Cornell University Sapsucker Woods Pond Camera (Live)

This live camera was initially established to monitor nest activities of a heron pair.
The nest collapsed during spring 2014. The mating of a female and ‘Dad’ heron in the tree shortly after gave everybody the impression that herons may build a new nest. Unfortunately it looks like the male heron ‘Dad’ who has nested on the pond since 2009 may not have found a suitable mate this year. Volunteer camera operators have been watching the heron activity on the pond and have positively identified ‘Dad’ on several occasions. Several active heronries have been identified in the area of Ithaca, New York, but no active nests have been noted in Sapsucker. Until breeding season 2015 enjoy the new livestream which allows rewinding of an action within each 8 hour recording.
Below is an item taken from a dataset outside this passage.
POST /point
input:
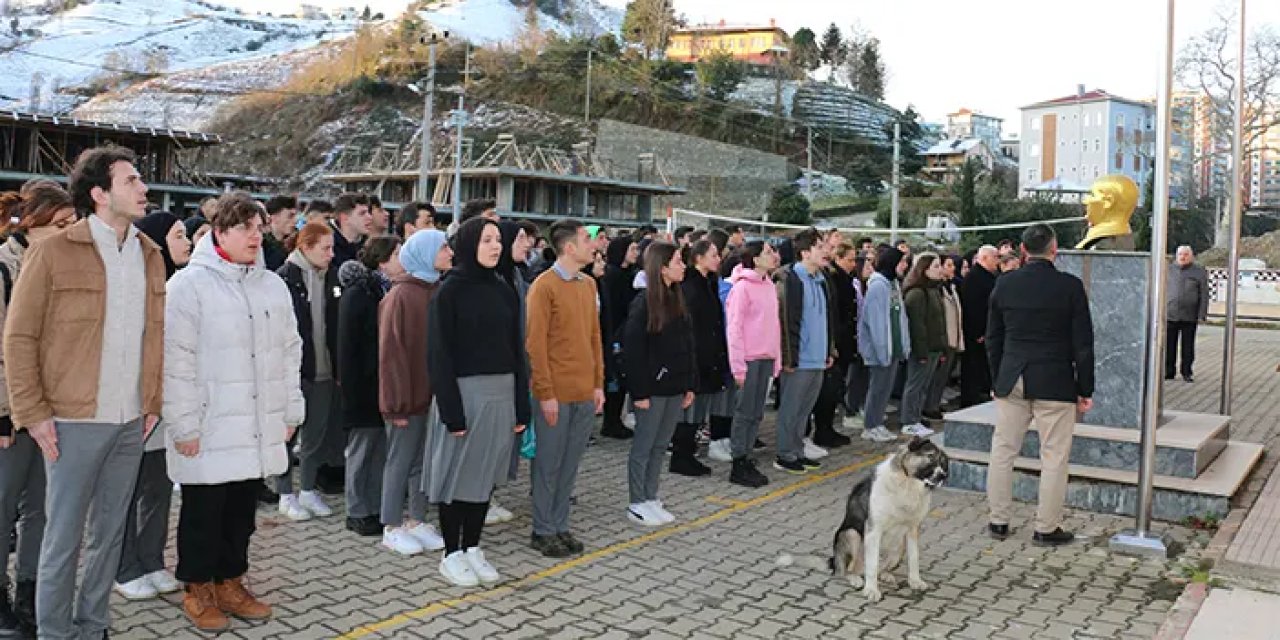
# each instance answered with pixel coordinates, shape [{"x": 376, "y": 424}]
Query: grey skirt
[{"x": 469, "y": 467}]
From 2013 breeding season:
Nobody knows if this was the same female from last year’s breeding season but a female great blue heron (Ardea herodias) arrived to join the male heron on the evening of April 8th. Sexes are very similar to each other but here the male could be easily identified because he is missing his right hallux (the rear facing toe on his right foot). The two have been incubating 5 eggs which were expected to hatch around mid May. Nest is located in Sapsucker Woods, Ithaca, NY.

This is arguably one the best nest cams with amazing scenery and natural sounds. On July 5th it was confirmed by Cornell University entomologists that the nest was being used by Eastern bumblebees. This is the first observation that a bird nest is used by a social insect colony.